For the insurance industry, a more optimized supply chain will allow insurers to better forecast supply chain activity; more accurately calculate risk; and more effectively calculate the validity of claims through greater levels of transparency. The supply chain relies on each entity to function without an unwanted obstacle or interruption. However, the sheer volume of transactions in a supply chain means that issues can arise at any stage and at any level, affecting both cost and delivery times.

Product liability is an area that insurance companies need to pay particular attention to when it comes to assessing risk in the supply chain. If a product is defective, who is at fault? Any one of the stages in the supply chain could be culpable, but most likely, product liability results from poor quality control in the manufacturing factory, or a company inadvertently utilizing counterfeit parts. Insurers need to understand in which countries, for example, counterfeit parts are more frequently used, and take this into account when calculating risk.

Calculating the risk for insurers is extremely complicated and onerous, but technology can make the task much more feasible. As Hélène Stanway, Digital Leader at XL Catlin outlines: “Blockchain has exciting potential to help insurers improve efficiency, reduce complexity, and better underwrite supply chain risks. It can help us to make better forecasts and calculations about supply chain risk.”

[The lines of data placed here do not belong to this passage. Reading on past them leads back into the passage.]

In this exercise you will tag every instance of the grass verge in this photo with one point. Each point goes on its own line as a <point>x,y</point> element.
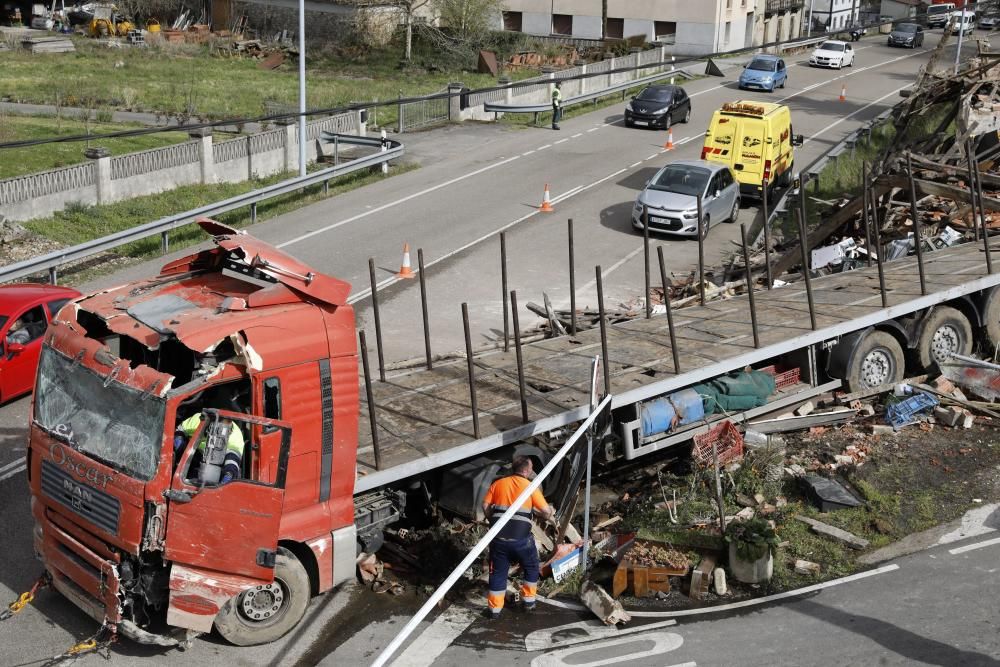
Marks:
<point>32,159</point>
<point>77,224</point>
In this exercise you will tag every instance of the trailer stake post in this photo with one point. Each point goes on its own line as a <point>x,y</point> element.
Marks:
<point>520,361</point>
<point>378,320</point>
<point>915,214</point>
<point>805,268</point>
<point>702,231</point>
<point>572,280</point>
<point>865,217</point>
<point>604,331</point>
<point>363,344</point>
<point>423,309</point>
<point>645,261</point>
<point>670,316</point>
<point>982,210</point>
<point>503,291</point>
<point>472,370</point>
<point>753,305</point>
<point>970,154</point>
<point>767,235</point>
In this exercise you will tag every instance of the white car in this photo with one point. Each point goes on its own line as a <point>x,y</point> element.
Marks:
<point>832,53</point>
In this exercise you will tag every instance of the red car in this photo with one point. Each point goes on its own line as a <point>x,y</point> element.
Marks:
<point>25,313</point>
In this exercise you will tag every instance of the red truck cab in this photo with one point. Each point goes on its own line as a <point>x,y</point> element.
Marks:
<point>124,524</point>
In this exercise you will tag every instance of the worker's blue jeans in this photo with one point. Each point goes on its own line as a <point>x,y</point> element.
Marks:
<point>502,554</point>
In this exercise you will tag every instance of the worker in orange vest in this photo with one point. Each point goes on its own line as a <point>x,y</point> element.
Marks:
<point>514,543</point>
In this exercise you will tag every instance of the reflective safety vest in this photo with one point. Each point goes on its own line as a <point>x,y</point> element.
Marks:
<point>505,491</point>
<point>234,444</point>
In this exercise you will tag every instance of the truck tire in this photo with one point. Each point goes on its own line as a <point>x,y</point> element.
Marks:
<point>944,332</point>
<point>265,613</point>
<point>991,319</point>
<point>878,360</point>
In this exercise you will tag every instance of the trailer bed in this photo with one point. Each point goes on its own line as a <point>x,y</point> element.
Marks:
<point>424,417</point>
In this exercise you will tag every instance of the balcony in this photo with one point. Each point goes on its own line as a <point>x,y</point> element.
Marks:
<point>777,6</point>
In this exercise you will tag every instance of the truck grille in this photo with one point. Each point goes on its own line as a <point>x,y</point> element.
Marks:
<point>92,504</point>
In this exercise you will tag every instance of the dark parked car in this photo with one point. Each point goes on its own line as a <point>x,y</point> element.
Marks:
<point>658,106</point>
<point>25,313</point>
<point>909,35</point>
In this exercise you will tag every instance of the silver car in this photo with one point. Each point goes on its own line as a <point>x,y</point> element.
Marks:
<point>671,197</point>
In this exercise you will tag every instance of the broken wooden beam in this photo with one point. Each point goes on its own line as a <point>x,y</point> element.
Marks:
<point>847,538</point>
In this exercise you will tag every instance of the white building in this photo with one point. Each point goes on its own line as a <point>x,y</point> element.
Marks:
<point>694,27</point>
<point>835,14</point>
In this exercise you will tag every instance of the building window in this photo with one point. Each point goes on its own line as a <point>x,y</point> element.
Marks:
<point>562,24</point>
<point>616,28</point>
<point>664,28</point>
<point>512,21</point>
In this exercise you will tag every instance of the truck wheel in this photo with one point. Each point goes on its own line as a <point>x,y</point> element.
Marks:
<point>944,332</point>
<point>878,360</point>
<point>265,613</point>
<point>991,317</point>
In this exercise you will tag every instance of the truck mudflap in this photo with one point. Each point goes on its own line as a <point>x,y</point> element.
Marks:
<point>197,595</point>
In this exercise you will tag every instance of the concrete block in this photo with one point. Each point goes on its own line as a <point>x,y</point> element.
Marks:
<point>806,567</point>
<point>606,608</point>
<point>719,581</point>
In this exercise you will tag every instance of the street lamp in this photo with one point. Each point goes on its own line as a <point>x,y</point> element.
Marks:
<point>302,87</point>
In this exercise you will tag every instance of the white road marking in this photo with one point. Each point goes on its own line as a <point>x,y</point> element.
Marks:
<point>663,642</point>
<point>397,202</point>
<point>838,122</point>
<point>13,471</point>
<point>973,547</point>
<point>543,640</point>
<point>973,524</point>
<point>433,641</point>
<point>743,603</point>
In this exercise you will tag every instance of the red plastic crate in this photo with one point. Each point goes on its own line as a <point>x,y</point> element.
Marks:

Supply chains have an enormous amount of product wastage. Insurers end up paying a lot of money for the product waste, so by making the supply chains more efficient and providing that information to all the stakeholders, we reduce the risk of product wastage and in turn reduce the number of claims each year”, says Sidd.

Today’s supply chains are often inefficient and lack transparency. There are many emerging companies developing blockchain solutions to supply chain problems, and large companies need to jump on board with the technology if we are to see widespread supply chain optimization.